A 740 N student stands in the middle of a frozen pond having a radius of 4.8 m. He is unable to get to the other side because of a lack of friction between his shoes and the ice. To overcome this difficulty, he throws his 2.8 kg physics textbook horizontally toward the north shore at a speed of 5.0 m/s. How long does it take him to reach the south shore?
To determine how long it takes for the textbook to reach the south shore, we can use the concept of projectile motion.
We need to consider two components of the textbook's motion: the horizontal component and the vertical component.
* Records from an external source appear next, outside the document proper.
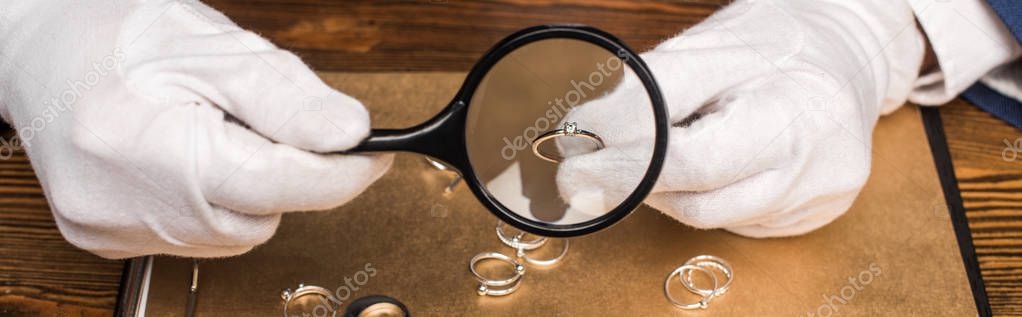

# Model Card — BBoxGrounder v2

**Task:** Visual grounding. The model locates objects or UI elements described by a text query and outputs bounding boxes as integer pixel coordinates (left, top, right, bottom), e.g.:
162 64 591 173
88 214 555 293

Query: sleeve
909 0 1022 105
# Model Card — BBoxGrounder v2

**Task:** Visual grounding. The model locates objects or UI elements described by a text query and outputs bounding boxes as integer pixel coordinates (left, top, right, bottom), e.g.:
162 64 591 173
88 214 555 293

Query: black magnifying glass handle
345 101 466 167
349 128 416 152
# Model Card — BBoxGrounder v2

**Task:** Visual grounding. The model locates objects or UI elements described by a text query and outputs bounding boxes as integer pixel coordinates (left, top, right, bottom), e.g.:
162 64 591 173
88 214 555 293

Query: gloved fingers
146 206 281 258
646 166 797 229
641 41 793 119
557 142 653 215
197 106 393 215
656 84 809 191
122 4 370 152
724 195 855 238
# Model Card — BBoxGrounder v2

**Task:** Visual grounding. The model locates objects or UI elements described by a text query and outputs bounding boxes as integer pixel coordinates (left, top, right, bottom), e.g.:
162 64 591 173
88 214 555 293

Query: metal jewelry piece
280 283 340 317
678 255 735 297
468 252 525 297
663 264 717 310
185 259 198 317
532 122 605 163
426 156 461 194
516 239 571 266
497 220 547 250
First, let's find the horizontal distance covered by the textbook. Since there is no friction, the horizontal velocity of the textbook remains constant throughout its flight. Therefore, we can use the equation:
distance = velocity * time
The horizontal distance covered is equal to the radius of the pond, which is 4.8 m.
4.8 m = 5.0 m/s * time
Now, let's solve this equation for time:
time = 4.8 m / 5.0 m/s
time ≈ 0.96 seconds
Hence, it takes the textbook approximately 0.96 seconds to reach the south shore of the pond.
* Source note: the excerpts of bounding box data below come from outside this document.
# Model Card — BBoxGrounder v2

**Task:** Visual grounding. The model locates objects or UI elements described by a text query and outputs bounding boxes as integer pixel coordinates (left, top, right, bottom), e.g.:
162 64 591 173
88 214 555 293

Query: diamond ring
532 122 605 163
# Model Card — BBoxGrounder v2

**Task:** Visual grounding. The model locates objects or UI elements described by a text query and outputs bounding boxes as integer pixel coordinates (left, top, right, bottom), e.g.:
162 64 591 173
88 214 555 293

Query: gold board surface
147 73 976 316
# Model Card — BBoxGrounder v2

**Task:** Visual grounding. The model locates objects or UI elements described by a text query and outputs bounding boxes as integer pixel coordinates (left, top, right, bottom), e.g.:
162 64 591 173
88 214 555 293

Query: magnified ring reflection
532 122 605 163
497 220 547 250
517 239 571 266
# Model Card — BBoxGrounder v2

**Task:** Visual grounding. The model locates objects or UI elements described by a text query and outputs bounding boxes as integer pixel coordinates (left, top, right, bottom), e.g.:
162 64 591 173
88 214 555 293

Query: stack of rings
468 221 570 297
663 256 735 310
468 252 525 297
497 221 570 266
To determine how long it takes for the student to reach the south shore, we need to calculate the time it takes for the textbook to reach the north shore.
We can start by calculating the initial horizontal velocity of the student after throwing the textbook. Since there is no friction between the student's shoes and the ice, the horizontal velocity of the student remains constant. Therefore, the initial horizontal velocity of the student is 5.0 m/s.
Next, we can calculate the horizontal distance between the student and the north shore using the radius of the pond. Since the student stands in the middle of the pond, the distance to the north shore is equal to half the circumference of the pond.
Circumference = 2 * π * radius
Circumference = 2 * 3.14 * 4.8 m
Circumference ≈ 30.144 m
Distance to north shore = 1/2 * Circumference
Distance to north shore ≈ 15.072 m
Now, we can calculate the time it takes for the student to reach the north shore using the formula:
Time = Distance / Velocity
Time = 15.072 m / 5.0 m/s
Time ≈ 3.0144 seconds
Therefore, it takes approximately 3.0144 seconds for the student to reach the north shore.